Ranked Set Sampling-Based Multilayer Perceptron: Improving Generalization via Variance-Based Bounds
This work addresses generalization issues in neural networks for researchers and practitioners, but it is incremental as it builds on existing variance reduction techniques like bagging.
The paper tackles the problem of improving generalization in multilayer perceptrons by establishing a new variance-based generalization error bound and proposing a Ranked Set Sampling (RSS) method to reduce empirical loss variance, showing that RSS-MLP outperforms bagging with Simple Random Sampling on twelve benchmark datasets.

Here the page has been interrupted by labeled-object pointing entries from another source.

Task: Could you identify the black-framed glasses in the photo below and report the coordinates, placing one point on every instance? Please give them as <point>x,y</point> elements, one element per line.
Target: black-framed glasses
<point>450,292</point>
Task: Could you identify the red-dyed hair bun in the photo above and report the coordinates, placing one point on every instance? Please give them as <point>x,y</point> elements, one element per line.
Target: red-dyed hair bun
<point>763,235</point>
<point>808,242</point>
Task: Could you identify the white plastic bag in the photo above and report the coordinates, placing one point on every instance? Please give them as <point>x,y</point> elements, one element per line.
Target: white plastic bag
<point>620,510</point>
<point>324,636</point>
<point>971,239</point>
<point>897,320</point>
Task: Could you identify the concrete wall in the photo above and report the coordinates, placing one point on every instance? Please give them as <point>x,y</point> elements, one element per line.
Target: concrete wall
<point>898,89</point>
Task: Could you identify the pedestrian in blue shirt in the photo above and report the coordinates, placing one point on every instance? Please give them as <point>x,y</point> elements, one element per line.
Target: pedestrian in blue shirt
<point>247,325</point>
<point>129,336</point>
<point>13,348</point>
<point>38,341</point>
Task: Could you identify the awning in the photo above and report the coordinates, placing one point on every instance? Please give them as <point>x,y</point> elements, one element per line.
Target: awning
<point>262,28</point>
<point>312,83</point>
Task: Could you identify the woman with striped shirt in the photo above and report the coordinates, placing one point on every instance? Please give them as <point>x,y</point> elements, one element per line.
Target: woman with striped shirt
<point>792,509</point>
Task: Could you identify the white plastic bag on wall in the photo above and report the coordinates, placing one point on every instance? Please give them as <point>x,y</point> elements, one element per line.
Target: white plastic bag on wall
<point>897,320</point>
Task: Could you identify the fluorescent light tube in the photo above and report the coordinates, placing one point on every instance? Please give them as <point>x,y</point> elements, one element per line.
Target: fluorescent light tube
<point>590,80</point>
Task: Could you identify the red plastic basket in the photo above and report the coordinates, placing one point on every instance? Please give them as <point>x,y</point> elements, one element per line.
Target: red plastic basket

Multilayer perceptron (MLP), one of the most fundamental neural networks, is extensively utilized for classification and regression tasks. In this paper, we establish a new generalization error bound, which reveals how the variance of empirical loss influences the generalization ability of the learning model. Inspired by this learning bound, we advocate to reduce the variance of empirical loss to enhance the ability of MLP. As is well-known, bagging is a popular ensemble method to realize variance reduction. However, bagging produces the base training data sets by the Simple Random Sampling (SRS) method, which exhibits a high degree of randomness. To handle this issue, we introduce an ordered structure in the training data set by Rank Set Sampling (RSS) to further reduce the variance of loss and develop a RSS-MLP method. Theoretical results show that the variance of empirical exponential loss and the logistic loss estimated by RSS are smaller than those estimated by SRS, respectively. To validate the performance of RSS-MLP, we conduct comparison experiments on twelve benchmark data sets in terms of the two convex loss functions under two fusion methods. Extensive experimental results and analysis illustrate the effectiveness and rationality of the propose method.